Initially we planned to make our 3.0 release the big one – but then .NET Core 3 happened and we had to synchronise our release with Microsoft. That meant we really didn’t have the time to make the changes we wanted to.
This is different for v4 where we have much more control of the schedule. You can imagine that a lot of backlog has accrued over the last year and that many people have many opinions on what we should add or change or fix or whatever. But instead we picked five main themes that we think are important to improve IdentityServer as a whole.
Currently we plan to release 4.0 around June. After that we will work on 5.0 which probably will be released with .NET 5 (December-ish).
So here are the five big things we plan to do:
Make it easier to migrate to different signing algorithms
This is already done – and a more thorough description can be found here.
Make Proof-of-Possession tokens easier to use
Again, this work is already done, see the blog post here.
Update scope and resource design
Our scope validation system is a bit dated and not extensible at all. Our scopes were designed to be static, but newer scenarios like dynamic and structures scopes came up after that. In addition we are adding support for resource indicators which will give you more control over the shape of access tokens. This allows for isolating resources (meaning you can prohibit the issuance of an access token that is valid for more than one resource) and resource specific token content/processing.
Harden Refresh Tokens and make them more secure for SPAs
Refresh tokens in SPAs become a thing (and we can’t stop that). We already have a good feature set around refresh tokens to make them more secure, e.g. sliding expiration and one-time tokens. One missing feature though is detecting multiple refreshes so we can automatically revoke access. This requires some internal changes but it’s worthwhile.

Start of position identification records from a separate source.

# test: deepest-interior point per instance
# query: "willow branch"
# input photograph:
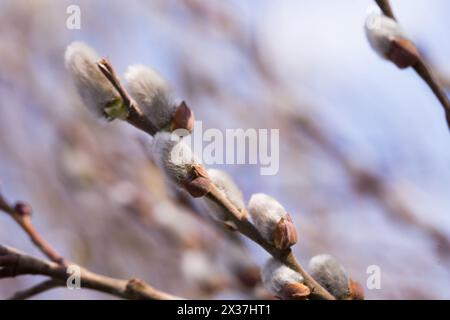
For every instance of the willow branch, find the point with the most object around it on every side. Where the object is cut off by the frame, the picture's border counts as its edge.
(36, 289)
(135, 116)
(385, 6)
(422, 69)
(243, 225)
(15, 263)
(21, 213)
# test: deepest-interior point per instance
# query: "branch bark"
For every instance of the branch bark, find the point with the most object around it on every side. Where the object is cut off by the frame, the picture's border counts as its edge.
(15, 263)
(422, 69)
(21, 213)
(244, 226)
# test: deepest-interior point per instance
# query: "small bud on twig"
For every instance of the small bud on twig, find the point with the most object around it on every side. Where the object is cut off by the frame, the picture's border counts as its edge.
(285, 233)
(356, 290)
(283, 282)
(330, 274)
(97, 93)
(199, 183)
(177, 161)
(183, 118)
(226, 185)
(153, 95)
(390, 41)
(272, 221)
(23, 209)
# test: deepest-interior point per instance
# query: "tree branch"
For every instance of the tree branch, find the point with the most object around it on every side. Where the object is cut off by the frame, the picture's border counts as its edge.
(422, 69)
(385, 6)
(36, 289)
(15, 263)
(243, 225)
(135, 116)
(21, 213)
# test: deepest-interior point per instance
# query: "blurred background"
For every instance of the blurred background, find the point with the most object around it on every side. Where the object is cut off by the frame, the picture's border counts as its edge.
(364, 148)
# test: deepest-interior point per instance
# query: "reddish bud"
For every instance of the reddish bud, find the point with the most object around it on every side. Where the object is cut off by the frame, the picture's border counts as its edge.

Re-design Logging and Eventing
This is a huge one and might have to be moved to v5. But in essence we want to go fully structured/semantic and also give more control to the implementer – commonly requested features are full control over log levels, redaction of content, transformation of data, splitting of log streams etc… I am strongly leaning towards using the new System.Diagnostics.DiagnosticsListener API for that. Feedback welcome.
Of course there are some smaller issues that might get picked up along the way and you can see a full list here.
As always we encourage you to give feedback and try the new features – we will keep you posted as soon as something is ready.